Tasuta

Боги мёртвого мира

Tekst
8
Arvustused
Märgi loetuks
Šrift:Väiksem АаSuurem Aa

Глава 37. Очищение

– Вчера мне пришло письмо от кузена по матери, ну, того, что шесть лет назад на тамошней девке женился из графства Нокк, помните, конопатый такой, Боркой звать…

– Да, помним, помним, что в письме-то?

– Пишет, что в их краях солнца не видно вот уже какую неделю. Черный дым от погребальных костров то тут, то там поднимается. Ни одно поселение беда не миновала. Жгут, каждый день жгут зараженные трупы и хаты, в которых те жили. – Рассказчик обвел взглядом товарищей и отпил большой глоток из кружки, довольный произведенным эффектом. Утер верхнюю губу засаленным рукавом и продолжил: – Кто поумнее, бегут с семьями на север, но и там не дураки: в города новых беженцев не пускают, велят им выждать под стенами, не проявится ли болезнь. Иных камнями забивают, если отказываются от ворот отойти.

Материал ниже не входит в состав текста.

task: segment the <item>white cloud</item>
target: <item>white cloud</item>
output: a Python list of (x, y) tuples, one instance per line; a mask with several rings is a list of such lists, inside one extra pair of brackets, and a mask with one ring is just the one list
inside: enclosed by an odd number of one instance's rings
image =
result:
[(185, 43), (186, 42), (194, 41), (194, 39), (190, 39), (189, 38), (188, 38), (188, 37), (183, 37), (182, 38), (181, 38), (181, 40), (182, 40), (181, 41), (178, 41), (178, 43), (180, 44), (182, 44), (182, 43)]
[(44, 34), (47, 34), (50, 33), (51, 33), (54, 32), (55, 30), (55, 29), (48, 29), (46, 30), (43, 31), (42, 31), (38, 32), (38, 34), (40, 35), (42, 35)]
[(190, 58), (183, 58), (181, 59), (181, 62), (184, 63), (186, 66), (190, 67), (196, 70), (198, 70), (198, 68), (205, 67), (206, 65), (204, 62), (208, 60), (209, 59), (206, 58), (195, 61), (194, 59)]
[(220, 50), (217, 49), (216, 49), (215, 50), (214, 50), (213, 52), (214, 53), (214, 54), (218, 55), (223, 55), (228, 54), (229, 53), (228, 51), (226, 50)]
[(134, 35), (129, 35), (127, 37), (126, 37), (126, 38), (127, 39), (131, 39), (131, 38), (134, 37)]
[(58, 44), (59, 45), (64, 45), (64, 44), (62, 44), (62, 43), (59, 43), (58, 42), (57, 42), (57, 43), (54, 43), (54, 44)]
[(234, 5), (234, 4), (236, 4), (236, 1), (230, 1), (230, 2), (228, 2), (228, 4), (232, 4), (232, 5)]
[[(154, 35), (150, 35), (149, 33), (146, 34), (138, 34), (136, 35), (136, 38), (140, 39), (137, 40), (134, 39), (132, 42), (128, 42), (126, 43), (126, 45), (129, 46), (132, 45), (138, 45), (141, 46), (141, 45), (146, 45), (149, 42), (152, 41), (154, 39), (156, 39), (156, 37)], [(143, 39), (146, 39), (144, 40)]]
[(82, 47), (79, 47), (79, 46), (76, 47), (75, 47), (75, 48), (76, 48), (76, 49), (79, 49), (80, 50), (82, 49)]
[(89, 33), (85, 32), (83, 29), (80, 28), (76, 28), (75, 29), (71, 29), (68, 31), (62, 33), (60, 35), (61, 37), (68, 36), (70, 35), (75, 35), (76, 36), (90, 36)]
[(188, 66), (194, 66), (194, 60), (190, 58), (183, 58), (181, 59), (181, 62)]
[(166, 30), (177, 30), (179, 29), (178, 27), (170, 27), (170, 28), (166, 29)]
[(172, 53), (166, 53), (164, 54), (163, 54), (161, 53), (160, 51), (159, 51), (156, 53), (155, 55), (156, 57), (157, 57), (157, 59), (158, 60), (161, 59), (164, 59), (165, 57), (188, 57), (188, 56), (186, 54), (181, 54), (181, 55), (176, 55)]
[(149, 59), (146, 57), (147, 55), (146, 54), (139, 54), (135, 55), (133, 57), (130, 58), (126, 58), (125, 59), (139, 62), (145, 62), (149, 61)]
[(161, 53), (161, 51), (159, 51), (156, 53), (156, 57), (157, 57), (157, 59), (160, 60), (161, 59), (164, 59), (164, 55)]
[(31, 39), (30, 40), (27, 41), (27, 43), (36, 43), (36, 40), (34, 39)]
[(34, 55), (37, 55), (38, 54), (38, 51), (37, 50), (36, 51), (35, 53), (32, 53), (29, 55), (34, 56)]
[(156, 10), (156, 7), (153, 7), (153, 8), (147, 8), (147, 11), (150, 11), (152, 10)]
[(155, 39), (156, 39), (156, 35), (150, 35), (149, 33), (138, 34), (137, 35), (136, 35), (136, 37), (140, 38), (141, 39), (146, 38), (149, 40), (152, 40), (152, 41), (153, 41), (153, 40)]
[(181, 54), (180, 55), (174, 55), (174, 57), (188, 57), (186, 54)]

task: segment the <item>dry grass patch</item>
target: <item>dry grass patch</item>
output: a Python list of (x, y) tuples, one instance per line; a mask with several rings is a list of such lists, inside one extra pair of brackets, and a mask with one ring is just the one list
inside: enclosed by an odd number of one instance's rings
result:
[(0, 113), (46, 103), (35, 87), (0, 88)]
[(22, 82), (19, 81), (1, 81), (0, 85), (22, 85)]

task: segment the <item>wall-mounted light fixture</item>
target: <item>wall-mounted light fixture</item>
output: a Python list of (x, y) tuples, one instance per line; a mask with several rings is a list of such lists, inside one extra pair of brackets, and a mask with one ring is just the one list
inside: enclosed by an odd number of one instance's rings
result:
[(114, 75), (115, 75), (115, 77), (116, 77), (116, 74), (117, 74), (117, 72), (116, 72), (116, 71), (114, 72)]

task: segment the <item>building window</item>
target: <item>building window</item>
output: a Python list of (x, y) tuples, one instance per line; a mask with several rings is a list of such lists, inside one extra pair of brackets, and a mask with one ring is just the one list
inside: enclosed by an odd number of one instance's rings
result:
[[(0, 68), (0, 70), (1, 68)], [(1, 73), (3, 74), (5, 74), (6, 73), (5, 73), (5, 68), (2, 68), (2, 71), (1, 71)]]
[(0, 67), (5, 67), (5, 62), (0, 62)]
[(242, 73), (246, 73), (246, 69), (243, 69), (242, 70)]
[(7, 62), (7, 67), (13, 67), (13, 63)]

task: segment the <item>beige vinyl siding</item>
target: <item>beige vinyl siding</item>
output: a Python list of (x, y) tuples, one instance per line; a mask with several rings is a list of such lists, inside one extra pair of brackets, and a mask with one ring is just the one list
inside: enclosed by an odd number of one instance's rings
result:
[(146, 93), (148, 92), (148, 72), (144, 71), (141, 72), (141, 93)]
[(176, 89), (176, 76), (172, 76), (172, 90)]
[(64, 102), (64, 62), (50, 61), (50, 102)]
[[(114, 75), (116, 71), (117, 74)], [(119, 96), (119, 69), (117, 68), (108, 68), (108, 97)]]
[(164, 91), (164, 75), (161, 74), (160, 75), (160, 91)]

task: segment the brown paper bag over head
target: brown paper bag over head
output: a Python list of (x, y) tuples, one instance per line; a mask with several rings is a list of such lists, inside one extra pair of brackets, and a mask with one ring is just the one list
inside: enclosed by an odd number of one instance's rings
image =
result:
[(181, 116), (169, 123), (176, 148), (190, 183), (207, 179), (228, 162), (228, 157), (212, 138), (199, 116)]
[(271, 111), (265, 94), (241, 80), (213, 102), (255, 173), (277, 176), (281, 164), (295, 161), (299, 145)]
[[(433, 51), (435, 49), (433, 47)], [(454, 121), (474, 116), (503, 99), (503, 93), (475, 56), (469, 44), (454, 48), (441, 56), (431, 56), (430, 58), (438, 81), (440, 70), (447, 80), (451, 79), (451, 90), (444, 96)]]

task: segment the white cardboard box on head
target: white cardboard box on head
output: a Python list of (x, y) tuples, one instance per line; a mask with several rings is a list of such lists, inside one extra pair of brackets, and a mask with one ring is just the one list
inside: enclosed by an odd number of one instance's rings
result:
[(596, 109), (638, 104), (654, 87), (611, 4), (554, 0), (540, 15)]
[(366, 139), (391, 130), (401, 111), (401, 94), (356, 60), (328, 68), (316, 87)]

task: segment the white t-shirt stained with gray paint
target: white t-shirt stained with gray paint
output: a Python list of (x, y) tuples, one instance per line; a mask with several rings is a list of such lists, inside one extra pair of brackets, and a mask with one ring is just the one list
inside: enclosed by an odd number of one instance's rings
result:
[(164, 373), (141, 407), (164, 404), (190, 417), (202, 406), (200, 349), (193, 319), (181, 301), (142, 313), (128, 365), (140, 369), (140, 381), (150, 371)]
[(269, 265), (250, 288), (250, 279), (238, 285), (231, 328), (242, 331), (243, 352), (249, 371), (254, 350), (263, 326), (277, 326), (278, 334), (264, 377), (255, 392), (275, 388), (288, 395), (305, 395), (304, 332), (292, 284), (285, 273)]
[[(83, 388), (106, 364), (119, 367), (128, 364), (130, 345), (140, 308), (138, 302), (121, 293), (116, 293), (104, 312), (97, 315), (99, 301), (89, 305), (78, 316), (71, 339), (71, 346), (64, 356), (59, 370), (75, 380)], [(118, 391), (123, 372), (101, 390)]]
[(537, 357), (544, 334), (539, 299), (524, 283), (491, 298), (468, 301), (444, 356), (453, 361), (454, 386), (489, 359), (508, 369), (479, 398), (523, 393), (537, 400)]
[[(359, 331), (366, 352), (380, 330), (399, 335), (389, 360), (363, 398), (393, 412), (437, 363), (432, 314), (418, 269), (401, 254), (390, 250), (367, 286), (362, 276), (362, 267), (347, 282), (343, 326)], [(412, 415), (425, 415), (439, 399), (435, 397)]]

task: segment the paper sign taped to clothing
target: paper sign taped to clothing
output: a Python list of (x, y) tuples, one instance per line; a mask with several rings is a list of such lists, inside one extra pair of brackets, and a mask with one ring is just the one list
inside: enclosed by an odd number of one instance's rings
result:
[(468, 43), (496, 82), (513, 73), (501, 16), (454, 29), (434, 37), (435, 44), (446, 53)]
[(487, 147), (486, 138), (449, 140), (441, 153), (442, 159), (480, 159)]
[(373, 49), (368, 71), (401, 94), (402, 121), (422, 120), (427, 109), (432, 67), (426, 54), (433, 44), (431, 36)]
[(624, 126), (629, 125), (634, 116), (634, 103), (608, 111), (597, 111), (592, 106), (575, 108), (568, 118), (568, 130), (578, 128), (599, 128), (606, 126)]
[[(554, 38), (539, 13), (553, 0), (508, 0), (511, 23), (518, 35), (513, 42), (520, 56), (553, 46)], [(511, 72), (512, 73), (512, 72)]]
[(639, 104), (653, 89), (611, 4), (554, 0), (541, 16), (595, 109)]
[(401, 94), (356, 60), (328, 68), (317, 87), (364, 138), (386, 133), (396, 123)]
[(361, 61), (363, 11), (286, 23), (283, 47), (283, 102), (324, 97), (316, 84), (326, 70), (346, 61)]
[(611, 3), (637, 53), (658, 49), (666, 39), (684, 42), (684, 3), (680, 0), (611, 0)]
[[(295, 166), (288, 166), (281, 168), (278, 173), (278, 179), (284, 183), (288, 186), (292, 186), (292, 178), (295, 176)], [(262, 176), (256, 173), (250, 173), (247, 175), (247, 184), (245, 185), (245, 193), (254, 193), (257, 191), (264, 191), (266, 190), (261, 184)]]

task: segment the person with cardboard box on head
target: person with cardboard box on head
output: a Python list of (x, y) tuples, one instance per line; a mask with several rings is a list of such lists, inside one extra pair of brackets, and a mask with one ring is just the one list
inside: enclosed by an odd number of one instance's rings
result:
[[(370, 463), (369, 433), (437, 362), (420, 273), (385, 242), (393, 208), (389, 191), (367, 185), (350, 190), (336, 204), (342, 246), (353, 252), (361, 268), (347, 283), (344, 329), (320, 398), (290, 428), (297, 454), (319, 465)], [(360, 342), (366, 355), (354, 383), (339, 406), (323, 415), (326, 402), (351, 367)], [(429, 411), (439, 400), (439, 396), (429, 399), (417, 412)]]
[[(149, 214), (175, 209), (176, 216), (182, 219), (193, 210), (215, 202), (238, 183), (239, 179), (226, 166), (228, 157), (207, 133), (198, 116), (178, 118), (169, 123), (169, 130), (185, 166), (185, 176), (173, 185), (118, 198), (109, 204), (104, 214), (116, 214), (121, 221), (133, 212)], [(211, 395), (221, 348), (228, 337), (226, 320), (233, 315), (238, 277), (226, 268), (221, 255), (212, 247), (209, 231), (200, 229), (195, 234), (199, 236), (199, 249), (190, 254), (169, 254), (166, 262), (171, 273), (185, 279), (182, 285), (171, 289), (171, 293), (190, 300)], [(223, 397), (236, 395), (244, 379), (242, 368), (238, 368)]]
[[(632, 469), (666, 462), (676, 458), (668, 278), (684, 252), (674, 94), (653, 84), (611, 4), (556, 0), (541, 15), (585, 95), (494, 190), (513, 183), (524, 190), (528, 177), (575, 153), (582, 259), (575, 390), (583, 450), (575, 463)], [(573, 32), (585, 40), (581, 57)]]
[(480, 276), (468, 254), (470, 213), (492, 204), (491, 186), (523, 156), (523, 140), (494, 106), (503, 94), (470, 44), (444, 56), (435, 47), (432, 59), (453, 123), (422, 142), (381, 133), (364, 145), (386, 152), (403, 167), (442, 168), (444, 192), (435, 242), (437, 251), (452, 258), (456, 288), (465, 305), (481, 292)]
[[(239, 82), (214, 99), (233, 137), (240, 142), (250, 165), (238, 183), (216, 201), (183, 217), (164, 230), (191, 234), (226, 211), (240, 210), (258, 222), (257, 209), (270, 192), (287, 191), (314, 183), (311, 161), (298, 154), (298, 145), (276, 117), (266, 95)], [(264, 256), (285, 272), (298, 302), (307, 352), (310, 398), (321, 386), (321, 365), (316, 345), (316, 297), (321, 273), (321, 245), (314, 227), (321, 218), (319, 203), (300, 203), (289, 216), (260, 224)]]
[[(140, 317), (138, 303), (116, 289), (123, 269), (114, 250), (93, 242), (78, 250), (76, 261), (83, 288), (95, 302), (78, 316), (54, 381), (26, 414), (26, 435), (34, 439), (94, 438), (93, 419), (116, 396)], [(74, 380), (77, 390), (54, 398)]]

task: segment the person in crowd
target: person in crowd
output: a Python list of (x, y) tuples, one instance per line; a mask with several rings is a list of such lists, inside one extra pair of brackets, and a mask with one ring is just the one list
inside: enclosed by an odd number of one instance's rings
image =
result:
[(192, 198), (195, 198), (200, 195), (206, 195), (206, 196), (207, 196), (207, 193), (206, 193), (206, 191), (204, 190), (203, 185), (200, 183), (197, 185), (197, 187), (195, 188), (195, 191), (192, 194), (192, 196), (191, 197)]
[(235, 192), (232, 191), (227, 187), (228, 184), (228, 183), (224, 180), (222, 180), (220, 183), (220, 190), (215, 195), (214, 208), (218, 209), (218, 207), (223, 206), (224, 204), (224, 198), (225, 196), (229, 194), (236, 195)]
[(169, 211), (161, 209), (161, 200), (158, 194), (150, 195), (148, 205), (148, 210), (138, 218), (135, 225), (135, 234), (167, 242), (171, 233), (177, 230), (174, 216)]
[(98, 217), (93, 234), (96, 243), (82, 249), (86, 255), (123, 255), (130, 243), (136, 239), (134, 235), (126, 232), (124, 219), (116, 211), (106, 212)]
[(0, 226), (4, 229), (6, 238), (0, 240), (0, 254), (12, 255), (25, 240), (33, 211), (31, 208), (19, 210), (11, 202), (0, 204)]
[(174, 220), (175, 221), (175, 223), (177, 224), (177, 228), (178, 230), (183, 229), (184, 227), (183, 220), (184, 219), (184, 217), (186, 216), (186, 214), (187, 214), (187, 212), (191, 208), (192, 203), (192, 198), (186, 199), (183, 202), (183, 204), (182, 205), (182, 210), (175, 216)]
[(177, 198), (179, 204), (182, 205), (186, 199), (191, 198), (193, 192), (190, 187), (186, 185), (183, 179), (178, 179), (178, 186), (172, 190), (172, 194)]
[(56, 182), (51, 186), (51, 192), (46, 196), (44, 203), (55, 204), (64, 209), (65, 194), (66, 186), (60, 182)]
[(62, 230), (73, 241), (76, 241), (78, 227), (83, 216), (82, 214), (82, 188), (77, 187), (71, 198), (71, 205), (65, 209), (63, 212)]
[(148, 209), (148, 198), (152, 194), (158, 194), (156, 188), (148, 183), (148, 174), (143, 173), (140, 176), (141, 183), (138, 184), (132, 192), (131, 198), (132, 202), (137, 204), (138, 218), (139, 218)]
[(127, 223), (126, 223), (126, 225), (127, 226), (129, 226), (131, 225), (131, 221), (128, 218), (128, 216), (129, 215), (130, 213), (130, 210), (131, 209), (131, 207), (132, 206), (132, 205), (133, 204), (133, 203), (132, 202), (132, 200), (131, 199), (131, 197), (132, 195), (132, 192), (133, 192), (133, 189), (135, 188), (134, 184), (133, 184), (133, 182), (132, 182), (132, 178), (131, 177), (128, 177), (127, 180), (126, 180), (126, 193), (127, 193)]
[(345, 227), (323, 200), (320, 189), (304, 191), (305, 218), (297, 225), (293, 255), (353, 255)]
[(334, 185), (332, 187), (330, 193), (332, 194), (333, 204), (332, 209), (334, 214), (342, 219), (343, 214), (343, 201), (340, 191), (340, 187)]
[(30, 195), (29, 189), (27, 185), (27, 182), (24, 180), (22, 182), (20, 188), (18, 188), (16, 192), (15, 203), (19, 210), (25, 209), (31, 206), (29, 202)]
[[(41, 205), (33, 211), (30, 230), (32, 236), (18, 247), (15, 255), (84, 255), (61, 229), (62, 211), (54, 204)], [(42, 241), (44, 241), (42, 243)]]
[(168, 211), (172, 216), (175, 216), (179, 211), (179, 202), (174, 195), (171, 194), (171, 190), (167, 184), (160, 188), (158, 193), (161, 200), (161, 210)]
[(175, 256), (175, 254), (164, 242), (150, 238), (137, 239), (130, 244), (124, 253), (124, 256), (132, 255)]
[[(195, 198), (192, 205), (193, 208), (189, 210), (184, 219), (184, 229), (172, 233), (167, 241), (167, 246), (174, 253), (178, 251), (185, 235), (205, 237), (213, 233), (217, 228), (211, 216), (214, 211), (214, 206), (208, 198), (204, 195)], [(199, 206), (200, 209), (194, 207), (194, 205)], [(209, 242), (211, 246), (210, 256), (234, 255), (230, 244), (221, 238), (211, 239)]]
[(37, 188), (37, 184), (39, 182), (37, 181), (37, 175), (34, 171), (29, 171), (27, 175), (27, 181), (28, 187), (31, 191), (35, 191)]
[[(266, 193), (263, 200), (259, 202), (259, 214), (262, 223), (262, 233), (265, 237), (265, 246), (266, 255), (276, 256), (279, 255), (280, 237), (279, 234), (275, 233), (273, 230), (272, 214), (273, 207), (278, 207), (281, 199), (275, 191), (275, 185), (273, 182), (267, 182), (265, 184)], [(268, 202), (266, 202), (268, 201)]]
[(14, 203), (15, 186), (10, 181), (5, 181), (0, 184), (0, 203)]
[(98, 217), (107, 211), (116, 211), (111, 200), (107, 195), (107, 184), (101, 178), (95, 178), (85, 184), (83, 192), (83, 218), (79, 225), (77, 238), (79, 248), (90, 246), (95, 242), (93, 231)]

– Ну что за люди, а? Эти беженцы, они же напуганные, лишившиеся крова, наверняка с детьми малыми – а их камнями! Не по-людски это. – Старик хмуро уставился в кружку, будто мог разглядеть среди пены, как со стен на головы просящих летят булыжники.

– Ой не заливай! Как бы сам поступил, если б на твоем пороге больной стоял? Впустишь из сострадания, а потом вся семья передохнет! Каково, а?

– Так что брат-то твой?

– Да что-что, дурень он! У него там хозяйство большое, жена на сносях. Бежать не хотят, как остальные, все на чудо надеются. И таких как он там – будь здоров! И все из-за какого-то слушка поганого.

Мужики переглянулись, их мутные глаза заблестели в свете сальной свечи. Все трое не сговариваясь подались поближе к рассказчику.

– Какого такого слушка?

– Ну, мол, по деревням да городам, где болезнь распространяется, ходит травница и лечит всех больных от дома к дому, платы взамен не берет, а как только отступает зараза – исчезает. Дудки! Разве ж можно такую заразу травами исцелить? Она как чума, пока по всем не пройдется… – Его руки взметнулись в жесте безнадежности.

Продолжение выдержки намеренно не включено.